Like hell I do. And I think Hugh_Pym and DanielB sum it up nicely.... Just knowing the state Windows is in EVEN OUT OF THE BOX, I can't take any pride on my work on it. EVERYTHING felt like a kludge, between the registry and windows/system or windows/system32, I never REALLY knew what was going on, and too often the system behavior was unpredictable. I felt like a (fill in shitty car here) mechanic, it never ran quite well and I knew it was just going to break down soon enough. Admining a UNIX box in contrast is a pleasure, the behavior is predictable, and I know when I am done it is just going to run and run. And as DanielB says, there's plenty of jobs... 1) Microsofters tend to have a distorted view of the market.. Microsoft is large but it's not like there's nothing else. 2) I think there's less job competition in the UNIX market.
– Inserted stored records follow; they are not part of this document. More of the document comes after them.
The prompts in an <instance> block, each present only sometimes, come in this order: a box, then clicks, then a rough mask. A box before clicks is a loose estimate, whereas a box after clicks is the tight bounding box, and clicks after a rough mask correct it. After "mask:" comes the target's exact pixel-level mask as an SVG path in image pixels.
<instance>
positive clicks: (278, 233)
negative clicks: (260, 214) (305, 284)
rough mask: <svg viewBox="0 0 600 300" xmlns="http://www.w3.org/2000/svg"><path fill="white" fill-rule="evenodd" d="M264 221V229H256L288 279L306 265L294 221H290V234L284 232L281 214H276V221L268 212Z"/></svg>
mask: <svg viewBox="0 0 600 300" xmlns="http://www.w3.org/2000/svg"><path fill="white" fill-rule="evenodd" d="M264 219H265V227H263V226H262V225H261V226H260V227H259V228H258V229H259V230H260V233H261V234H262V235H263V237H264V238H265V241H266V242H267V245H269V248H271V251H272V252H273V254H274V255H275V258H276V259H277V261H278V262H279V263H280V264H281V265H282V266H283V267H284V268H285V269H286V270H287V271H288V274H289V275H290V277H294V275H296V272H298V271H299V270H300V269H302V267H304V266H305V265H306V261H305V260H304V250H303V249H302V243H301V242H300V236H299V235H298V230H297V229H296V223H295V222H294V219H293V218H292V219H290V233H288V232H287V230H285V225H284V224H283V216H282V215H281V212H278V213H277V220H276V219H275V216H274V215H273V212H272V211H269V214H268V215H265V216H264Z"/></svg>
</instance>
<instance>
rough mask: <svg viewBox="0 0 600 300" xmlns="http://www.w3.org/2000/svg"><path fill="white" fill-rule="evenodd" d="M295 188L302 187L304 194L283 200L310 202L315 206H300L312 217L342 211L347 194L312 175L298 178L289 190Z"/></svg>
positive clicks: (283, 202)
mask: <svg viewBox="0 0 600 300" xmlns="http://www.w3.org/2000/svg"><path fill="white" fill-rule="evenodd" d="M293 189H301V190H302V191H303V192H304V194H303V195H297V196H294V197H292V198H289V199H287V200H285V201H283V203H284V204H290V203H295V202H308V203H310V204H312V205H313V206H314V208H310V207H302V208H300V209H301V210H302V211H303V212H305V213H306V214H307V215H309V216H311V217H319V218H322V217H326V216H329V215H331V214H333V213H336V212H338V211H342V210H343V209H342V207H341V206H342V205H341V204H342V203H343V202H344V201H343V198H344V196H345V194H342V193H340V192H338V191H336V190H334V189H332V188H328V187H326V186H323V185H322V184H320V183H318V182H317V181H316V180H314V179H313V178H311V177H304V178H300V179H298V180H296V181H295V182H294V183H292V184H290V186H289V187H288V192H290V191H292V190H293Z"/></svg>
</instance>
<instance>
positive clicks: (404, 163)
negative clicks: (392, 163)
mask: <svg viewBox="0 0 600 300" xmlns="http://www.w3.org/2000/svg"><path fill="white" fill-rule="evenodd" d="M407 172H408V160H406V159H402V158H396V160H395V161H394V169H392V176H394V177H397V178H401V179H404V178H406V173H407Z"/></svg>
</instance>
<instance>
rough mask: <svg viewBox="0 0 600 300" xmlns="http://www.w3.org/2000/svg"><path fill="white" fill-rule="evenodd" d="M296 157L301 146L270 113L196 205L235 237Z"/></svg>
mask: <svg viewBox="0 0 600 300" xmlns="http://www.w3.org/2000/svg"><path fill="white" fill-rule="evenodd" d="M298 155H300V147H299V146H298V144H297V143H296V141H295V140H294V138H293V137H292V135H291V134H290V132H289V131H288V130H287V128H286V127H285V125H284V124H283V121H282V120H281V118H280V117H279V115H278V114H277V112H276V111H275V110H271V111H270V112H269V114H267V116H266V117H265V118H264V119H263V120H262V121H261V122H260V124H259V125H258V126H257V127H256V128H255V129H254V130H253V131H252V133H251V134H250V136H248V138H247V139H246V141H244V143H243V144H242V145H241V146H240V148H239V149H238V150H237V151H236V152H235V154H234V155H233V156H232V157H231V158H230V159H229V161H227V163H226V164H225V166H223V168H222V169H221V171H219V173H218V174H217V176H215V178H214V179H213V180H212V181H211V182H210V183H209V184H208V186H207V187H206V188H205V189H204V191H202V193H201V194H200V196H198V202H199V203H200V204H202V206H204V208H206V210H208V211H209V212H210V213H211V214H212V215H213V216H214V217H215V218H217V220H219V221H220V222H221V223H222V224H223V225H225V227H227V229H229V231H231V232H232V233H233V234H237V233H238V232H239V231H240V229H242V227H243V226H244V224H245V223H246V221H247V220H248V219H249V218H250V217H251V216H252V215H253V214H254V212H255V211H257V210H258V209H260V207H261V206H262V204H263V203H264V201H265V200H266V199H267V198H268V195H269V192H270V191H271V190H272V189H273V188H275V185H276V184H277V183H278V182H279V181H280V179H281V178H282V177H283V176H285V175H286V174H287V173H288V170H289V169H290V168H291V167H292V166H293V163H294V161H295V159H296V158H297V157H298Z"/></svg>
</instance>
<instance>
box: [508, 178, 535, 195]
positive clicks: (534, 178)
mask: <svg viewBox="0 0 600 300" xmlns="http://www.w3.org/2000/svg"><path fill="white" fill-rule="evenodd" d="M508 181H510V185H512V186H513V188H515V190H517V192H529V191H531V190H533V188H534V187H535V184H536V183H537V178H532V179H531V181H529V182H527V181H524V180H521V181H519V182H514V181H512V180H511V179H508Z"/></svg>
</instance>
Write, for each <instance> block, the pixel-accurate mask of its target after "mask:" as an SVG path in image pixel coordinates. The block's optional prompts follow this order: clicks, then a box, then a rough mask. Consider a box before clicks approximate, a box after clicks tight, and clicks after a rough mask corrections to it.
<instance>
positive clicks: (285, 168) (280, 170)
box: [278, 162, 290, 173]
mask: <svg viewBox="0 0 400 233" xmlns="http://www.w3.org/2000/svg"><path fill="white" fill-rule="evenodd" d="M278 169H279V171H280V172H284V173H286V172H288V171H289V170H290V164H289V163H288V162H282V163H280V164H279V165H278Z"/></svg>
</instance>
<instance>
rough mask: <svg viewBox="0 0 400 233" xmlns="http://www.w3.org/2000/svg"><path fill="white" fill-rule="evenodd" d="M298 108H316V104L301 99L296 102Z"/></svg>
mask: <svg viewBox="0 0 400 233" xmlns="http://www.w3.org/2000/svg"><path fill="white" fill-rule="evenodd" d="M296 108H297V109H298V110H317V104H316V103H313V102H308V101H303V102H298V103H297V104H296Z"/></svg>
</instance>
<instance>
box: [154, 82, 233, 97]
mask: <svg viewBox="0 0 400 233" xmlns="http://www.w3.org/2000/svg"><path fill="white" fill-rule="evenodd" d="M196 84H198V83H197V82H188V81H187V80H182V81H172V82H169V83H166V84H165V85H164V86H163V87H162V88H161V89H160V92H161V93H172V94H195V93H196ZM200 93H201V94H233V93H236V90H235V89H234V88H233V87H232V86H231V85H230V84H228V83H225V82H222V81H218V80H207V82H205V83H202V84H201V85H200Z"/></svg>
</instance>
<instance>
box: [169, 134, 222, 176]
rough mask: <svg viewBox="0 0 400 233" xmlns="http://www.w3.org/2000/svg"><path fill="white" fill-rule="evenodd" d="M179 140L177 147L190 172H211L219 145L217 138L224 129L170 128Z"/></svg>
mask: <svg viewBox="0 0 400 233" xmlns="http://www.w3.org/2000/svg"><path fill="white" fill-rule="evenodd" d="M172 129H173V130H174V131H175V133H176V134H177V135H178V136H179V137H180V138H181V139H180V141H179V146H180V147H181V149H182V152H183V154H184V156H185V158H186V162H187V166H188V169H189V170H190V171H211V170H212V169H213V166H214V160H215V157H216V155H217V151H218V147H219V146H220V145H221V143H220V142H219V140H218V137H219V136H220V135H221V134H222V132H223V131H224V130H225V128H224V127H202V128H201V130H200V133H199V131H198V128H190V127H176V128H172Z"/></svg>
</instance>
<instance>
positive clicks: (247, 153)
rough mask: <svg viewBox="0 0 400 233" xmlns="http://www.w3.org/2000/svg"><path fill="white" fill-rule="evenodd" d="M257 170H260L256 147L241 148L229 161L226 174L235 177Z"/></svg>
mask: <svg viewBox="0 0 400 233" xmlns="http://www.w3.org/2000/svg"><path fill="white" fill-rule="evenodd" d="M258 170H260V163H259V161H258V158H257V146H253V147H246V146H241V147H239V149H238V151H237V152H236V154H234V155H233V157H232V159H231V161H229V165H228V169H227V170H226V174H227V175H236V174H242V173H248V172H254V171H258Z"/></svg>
Personally I view Microsoft as similar to Digital Research.. they thought they were infallible, based om market share they appeared infallible, throughout the early 1980s. CP/M is dead, and I think Windows is on the way out too. Microsoft will take a LONG LONG time to fall, due to huge cash reserves, and just like every system ever made, there'll be SOME Windows systems left for a long time.
This is another reason I've left Windows behind though -- it's so complex, there's layer upon layer upon layer with sometimes arcane interactions... but to me it'd be like learning the inner workings of CP/M... I just don't think it'll be knowledge I will have a use for.